3. 中国地质调查局青岛海洋地质研究所, 青岛 266071
2. State Key Laboratory for Mineral Deposits Research, Department of Earth Sciences, Nanjing University, Nanjing 210046, China;
3. Qingdao Institute of Marine Geology, China Geological Survey, Qingdao 266071, China
印度与欧亚大陆碰撞是新生代地球上最为壮观的重大地质事件。碰撞以来,青藏高原的广大地域发生了与碰撞前截然不同的变形、地貌、环境及其深部结构的变化(许志琴等, 2011),两大陆碰撞的最直接结果就是强烈的构造变形、岩浆作用、变质作用及喜马拉雅碰撞造山带的形成(Tapponnier et al., 1986; Yin, 2006; Xu et al., 2013; 许志琴等, 2011)。

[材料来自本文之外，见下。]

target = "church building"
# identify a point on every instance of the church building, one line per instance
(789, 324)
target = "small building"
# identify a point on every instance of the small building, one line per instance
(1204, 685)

在喜马拉雅造山带的最北部—特提斯喜马拉雅岩片内发育一条平行于造山带展布的由一系列形状不同、规模不一的穹窿所组成串珠状穹隆带(图 1),如康马穹窿、雅拉香波穹窿等,部分学者称其为拉岗轨日穹窿(李德威等, 2003),也有学者将其命名为北喜马拉雅片麻岩穹窿带(NHGD)(Zhang et al., 2012)。穹窿带内保存了大陆碰撞后青藏高原中下地壳的构造变形、高级变质、陆壳深熔作用等重要信息,是研究喜马拉雅造山带的深部岩浆作用和构造变形之间的耦合关系、碰撞阶段构造变形、深部岩浆活动乃至青藏高原构造隆升历史等大陆动力学过程的关键部位(张进江等, 2011)。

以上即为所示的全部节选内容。